Boeing’s new CEO said Wednesday that production of the 737 Max will resume this spring, months before the company expects federal regulators to certify the grounded plane to fly again.
David Calhoun also said he believes passengers will fly on the Max when federal regulators say it is safe and they see airline pilots getting on the plane.
Calhoun dismissed the idea that Boeing’s best-selling jet might never fly again or that the company should change the plane’s name.
“I’m all in on it, the company is all in on it, and I believe the FAA is all in on it,” he said, referring to the Federal Aviation Administration, which is reviewing changes that Boeing is making to the Max after two crashes that killed 346 people.
An FAA spokesman said in a statement that the agency is being thorough and deliberate as it checks Boeing’s proposed changes to the Max, and the agency has no timetable for finishing that review.
Calhoun, who replaced fired CEO Dennis Muilenburg this month, spoke to reporters on a conference call after meeting with Boeing employees in Seattle.
Calhoun defended the company’s culture and denied that it had placed profit above safety. He did not defend internal Boeing communications in which employees involved in developing the Max ridiculed the plane and regulators and tried to convince airlines not to use flight simulators to train pilots for the Max.
“It is totally appalling,” he said of the messages.
Calhoun’s comments came one day after Boeing announced that it doesn’t expect the FAA to certify the Max until this summer - Calhoun repeatedly referred to June.
Boeing forecasts about the plane’s return have proven too optimistic several times since the plane was grounded last March. The president of United Airlines, Scott Kirby, said Wednesday that his airline doesn’t expect to use the Max this summer.
Calhoun said the new timetable was driven by recognition that the FAA was conducting a more rigorous review and by Boeing’s decision this month to recommend pilot training on flight simulators instead of quicker computer-based training. Calhoun also said the company will reconsider long-held assumptions about how quickly pilots react in certain situations.
The company temporarily shut down the Max assembly line near Seattle in the last few days. Calhoun told reporters that production will resume “a few months before” June. Pressed on the timing, he suggested that the assembly line could reopen in about two months.

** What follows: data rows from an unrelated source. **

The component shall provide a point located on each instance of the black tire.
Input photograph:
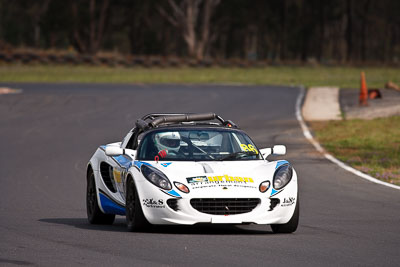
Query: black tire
(135, 219)
(291, 225)
(95, 215)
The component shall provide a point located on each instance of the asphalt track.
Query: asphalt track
(48, 133)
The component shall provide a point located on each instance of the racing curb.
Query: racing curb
(318, 147)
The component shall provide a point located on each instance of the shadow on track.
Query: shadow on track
(120, 226)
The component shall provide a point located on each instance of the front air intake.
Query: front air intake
(224, 206)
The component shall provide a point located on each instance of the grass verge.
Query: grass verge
(344, 77)
(371, 146)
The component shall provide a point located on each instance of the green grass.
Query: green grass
(345, 77)
(372, 146)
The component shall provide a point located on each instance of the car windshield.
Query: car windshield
(197, 145)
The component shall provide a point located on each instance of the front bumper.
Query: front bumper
(273, 207)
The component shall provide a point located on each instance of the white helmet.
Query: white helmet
(170, 141)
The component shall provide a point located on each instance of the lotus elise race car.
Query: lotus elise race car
(189, 169)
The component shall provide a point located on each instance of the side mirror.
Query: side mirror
(114, 151)
(265, 152)
(277, 150)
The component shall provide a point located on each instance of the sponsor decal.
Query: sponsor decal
(288, 201)
(220, 179)
(153, 203)
(166, 164)
(197, 179)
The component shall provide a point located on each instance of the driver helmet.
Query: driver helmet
(169, 141)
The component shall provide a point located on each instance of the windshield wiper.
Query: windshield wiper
(239, 154)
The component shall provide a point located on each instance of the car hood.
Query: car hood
(226, 174)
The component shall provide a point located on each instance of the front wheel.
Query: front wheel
(95, 215)
(135, 219)
(291, 225)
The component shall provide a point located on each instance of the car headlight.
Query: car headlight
(282, 176)
(156, 177)
(264, 186)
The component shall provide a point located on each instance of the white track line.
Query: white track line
(318, 147)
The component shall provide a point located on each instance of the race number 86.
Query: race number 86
(249, 147)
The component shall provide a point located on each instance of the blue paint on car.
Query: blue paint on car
(281, 162)
(111, 207)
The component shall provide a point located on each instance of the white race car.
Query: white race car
(190, 169)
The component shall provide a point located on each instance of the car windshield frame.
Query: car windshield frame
(242, 148)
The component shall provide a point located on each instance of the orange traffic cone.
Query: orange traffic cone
(363, 91)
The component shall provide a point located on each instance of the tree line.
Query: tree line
(276, 30)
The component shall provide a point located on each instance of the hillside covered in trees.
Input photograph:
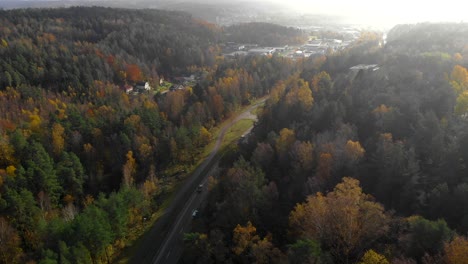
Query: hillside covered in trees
(83, 164)
(363, 164)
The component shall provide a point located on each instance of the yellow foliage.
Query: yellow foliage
(89, 199)
(354, 150)
(459, 79)
(456, 252)
(461, 106)
(243, 237)
(58, 140)
(372, 257)
(129, 169)
(285, 140)
(10, 170)
(343, 219)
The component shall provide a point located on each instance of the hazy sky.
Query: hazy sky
(387, 11)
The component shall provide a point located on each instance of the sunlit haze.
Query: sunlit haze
(385, 12)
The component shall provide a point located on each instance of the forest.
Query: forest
(351, 165)
(83, 164)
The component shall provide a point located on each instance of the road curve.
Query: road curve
(163, 243)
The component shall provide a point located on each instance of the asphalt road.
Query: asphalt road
(163, 243)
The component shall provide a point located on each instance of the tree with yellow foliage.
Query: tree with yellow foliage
(372, 257)
(456, 252)
(58, 140)
(345, 220)
(129, 169)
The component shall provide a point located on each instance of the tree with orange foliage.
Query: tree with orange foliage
(456, 252)
(133, 72)
(58, 140)
(345, 220)
(129, 169)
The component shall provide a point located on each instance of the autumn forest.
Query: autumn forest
(343, 165)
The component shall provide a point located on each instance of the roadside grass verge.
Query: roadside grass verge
(177, 175)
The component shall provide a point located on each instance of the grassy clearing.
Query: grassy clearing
(172, 185)
(236, 131)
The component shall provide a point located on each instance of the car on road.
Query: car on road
(200, 188)
(194, 213)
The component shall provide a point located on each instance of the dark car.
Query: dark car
(200, 188)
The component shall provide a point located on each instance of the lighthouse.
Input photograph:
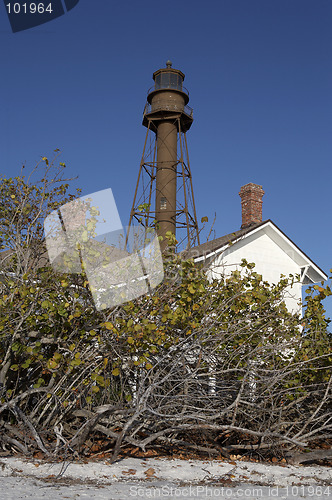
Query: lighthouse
(164, 195)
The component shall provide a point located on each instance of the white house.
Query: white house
(263, 243)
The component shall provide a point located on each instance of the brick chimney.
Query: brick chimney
(251, 201)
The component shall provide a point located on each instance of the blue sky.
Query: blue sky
(259, 75)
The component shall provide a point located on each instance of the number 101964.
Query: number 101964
(29, 8)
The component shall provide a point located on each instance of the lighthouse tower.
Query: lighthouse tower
(164, 196)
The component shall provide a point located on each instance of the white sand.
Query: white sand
(161, 478)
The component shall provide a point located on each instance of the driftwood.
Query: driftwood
(312, 456)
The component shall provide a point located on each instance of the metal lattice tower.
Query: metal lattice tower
(164, 196)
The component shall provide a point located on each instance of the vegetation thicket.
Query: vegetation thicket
(213, 366)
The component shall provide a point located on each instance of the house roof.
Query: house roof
(208, 251)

The decision to resume production even before FAA re-certifies the Max indicates that Boeing does not expect major surprises from the FAA review. Boeing will have to update software and make other changes to the planes before shipping them to airlines, but that work is expected to take just a few hours per plane.
Boeing has reassigned its 3,000 employees who work on Max assembly, and Calhoun repeated Wednesday that they will not be laid off or furloughed. However, some suppliers have announced layoffs. Spirit AeroSystems, which makes fuselages for the Max, has said it will cut 2,800 jobs.
Boeing is a huge exporter, and the pause in production of its best-selling plane is expected to ripple through the nation’s economy.
Analysts at IHS Markit said Wednesday that a shutdown through June would shave one-tenth of a percentage point off U.S. economic growth, and the damage will double if the Max is shuttered through December. IHS said the estimates didn’t account for the indirect effects of lower employment, income and spending related to the Max.
Treasury Secretary Steve Mnuchin made an even more dire prediction this month. He said the Max’s travails would reduce U.S. gross domestic product by one-half a percentage point.
Shares of Chicago-based Boeing Co. fell $4.37 to close at $309, hours after hitting a 52-week low.